Archimedes, pour tirer le Globe terreſtre de ſa place & le tranſporter en vn autre lieu, ne demandoit rien qu'vn point qui fuſt fixe & aſſuré. Ainſy i'auray droit de conceuoir de hautes eſperances, ſi ie ſuis aſſez heureux pour trouuer ſeulement vne choſe qui ſoit certaine & indubitable.

Ie ſuppoſe donc que toutes les choſes que ie voy font fauſſes ; ie me perſuade que rien n'a iamais eſté de tout ce que ma mémoire remplie de menſonges me repreſente ; ie penſe n'auoir aucun ſens ; ie croy que le corps, la figure, l'étenduë, le mouuement & le lieu ne ſont que des fictions de mon eſprit. Qu'eſt ce donc qui poura eſtre eſtimé veritable ? Peut-eſtre rien autre choſe, ſinon qu'il n'y a rien au monde de certain.

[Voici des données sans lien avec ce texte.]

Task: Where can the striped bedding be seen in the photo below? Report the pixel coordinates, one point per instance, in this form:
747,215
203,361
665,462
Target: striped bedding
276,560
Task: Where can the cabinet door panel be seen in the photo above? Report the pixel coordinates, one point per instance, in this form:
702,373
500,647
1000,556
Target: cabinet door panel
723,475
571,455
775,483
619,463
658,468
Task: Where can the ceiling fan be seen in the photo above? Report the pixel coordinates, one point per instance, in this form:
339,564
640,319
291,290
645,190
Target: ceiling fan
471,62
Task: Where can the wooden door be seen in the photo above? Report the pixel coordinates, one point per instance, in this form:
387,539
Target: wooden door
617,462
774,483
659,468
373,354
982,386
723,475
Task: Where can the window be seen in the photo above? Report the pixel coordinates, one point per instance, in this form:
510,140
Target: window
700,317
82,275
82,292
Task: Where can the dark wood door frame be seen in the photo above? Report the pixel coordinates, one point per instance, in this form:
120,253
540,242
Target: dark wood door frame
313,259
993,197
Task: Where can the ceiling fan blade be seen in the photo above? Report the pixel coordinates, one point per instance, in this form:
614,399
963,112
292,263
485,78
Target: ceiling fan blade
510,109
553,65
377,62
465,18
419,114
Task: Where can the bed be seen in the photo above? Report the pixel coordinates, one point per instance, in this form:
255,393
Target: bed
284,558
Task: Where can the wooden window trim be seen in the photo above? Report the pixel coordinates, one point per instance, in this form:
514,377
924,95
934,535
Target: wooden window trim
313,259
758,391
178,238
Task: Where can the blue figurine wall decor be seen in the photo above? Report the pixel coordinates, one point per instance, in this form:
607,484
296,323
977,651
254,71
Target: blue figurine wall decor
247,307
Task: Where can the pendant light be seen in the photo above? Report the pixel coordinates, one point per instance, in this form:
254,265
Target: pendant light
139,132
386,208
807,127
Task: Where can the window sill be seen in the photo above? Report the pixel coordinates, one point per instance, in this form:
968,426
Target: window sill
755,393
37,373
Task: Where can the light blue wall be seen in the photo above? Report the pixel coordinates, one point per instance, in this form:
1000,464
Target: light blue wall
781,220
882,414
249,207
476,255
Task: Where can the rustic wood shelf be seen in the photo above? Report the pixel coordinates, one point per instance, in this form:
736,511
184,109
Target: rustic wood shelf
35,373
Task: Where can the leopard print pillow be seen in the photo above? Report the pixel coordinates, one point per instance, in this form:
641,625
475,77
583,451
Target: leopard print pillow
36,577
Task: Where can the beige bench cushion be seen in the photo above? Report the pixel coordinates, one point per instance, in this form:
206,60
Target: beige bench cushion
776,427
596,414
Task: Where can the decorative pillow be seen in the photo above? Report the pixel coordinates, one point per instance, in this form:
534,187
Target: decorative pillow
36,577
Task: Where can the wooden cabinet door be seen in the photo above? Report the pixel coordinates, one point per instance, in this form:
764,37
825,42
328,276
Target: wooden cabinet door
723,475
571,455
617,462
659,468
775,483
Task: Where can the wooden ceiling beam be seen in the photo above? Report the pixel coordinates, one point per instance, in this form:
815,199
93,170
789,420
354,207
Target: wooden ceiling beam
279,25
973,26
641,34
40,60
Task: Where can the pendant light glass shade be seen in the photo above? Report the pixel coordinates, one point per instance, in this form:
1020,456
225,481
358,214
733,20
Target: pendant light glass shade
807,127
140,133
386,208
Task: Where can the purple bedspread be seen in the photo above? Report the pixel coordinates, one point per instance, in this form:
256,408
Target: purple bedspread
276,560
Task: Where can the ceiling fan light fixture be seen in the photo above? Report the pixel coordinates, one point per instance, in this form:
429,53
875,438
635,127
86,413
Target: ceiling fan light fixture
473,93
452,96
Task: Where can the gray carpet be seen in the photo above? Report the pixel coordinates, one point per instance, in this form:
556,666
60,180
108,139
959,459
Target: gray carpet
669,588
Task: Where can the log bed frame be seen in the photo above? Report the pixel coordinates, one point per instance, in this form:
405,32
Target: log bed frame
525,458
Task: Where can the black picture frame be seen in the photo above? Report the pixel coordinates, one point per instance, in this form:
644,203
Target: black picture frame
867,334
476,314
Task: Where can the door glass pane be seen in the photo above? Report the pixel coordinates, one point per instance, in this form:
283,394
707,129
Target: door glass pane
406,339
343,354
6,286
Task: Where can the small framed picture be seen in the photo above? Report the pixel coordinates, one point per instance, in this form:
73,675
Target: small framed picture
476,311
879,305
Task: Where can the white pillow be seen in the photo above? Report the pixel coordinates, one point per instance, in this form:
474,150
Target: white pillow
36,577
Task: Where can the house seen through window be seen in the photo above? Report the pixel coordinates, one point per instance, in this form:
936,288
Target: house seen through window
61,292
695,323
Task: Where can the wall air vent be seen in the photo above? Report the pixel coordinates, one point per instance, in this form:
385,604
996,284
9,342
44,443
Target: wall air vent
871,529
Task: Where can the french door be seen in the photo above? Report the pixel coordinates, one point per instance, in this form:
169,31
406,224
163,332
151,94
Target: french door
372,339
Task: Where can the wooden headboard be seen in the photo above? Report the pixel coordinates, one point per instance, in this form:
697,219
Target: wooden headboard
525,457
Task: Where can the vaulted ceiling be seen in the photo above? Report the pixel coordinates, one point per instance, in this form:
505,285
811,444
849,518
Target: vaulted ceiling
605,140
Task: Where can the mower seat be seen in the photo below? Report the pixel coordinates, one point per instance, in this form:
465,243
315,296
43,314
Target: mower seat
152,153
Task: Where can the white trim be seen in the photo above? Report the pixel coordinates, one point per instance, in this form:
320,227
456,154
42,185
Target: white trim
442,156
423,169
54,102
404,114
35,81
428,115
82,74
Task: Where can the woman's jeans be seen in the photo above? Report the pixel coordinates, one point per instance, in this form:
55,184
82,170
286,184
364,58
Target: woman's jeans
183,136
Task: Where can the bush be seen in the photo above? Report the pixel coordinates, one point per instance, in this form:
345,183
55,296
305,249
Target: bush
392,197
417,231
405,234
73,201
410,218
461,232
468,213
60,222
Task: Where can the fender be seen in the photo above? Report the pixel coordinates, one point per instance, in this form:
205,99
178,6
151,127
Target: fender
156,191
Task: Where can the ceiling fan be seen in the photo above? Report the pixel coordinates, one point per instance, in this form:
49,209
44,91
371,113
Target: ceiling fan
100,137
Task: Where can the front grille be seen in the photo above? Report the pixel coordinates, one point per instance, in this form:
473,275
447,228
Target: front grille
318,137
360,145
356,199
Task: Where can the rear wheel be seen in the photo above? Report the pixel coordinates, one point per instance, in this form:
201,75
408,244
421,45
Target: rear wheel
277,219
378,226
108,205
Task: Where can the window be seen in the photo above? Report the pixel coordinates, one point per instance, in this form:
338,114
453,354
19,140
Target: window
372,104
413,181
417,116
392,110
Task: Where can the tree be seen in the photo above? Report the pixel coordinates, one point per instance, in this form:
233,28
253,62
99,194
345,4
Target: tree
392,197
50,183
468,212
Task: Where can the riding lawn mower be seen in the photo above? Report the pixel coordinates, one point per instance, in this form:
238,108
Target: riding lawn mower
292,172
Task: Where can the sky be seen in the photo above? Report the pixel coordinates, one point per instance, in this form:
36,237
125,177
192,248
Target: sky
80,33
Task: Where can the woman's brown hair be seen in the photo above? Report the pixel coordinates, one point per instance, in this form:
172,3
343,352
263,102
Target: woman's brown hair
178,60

Mais que ſçay-ie s'il n'y a point quelque autre choſe differente de celles que ie viens de iuger incertaines, de laquelle on ne puiſſe auoir le moindre doute ? N'y a-t-il point quelque Dieu, ou quelque autre puiſſance, qui me met en l'eſprit ces penſées ? Cela n'eſt pas neceſſaire ; car peut-eſtre que ie ſuis capable de les produire de moy-meſme. Moy donc à tout le moins ne ſuis-ie pas quelque choſe ? Mais i'ay deſ-ja nié que i'euſſe aucun ſens ny aucun corps. Ie heſite neantmoins, car que s'enſuit-il | de là ? Suis-ie tellement dépendant du corps & des ſens, que ie ne puiſſe eſtre | ſans eux ? Mais ie me fuis perfuadé qu'il n'y auoit rien du tout dans le monde, qu'il n'y auoit aucun ciel, aucune terre, aucuns eſprits, ny aucuns corps ; ne me ſuis-ie donc pas auſſi perfuadé que ie n'eſtois point ? Non certes ; i'eſtois ſans doute, ſi ie me ſuis perſuadé, ou ſeulement ſi i'ay penſé quelque choſe. Mais il y a vn ie ne ſçay quel trompeur tres-puiſſant & tres-ruſé, qui employe toute ſon induſtrie à me tromper touſiours. Il n'y a donc point de doute que ie ſuis, s'il me trompe ; & qu'il me trompe tant qu'il voudra, il ne ſçauroit iamais faire que ie ne ſois rien, tant que ie penſeray eſtre quelque choſe. De ſorte qu'après y auoir bien penſé, & auoir ſoigneuſement examiné toutes choſes, enfin il faut conclure, & tenir pour confiant que cette propoſition : Ie ſuis, i'exiſte, eſt neceſſairement vraye, toutes les fois que ie la prononce, ou que ie la conçoy en mon eſprit.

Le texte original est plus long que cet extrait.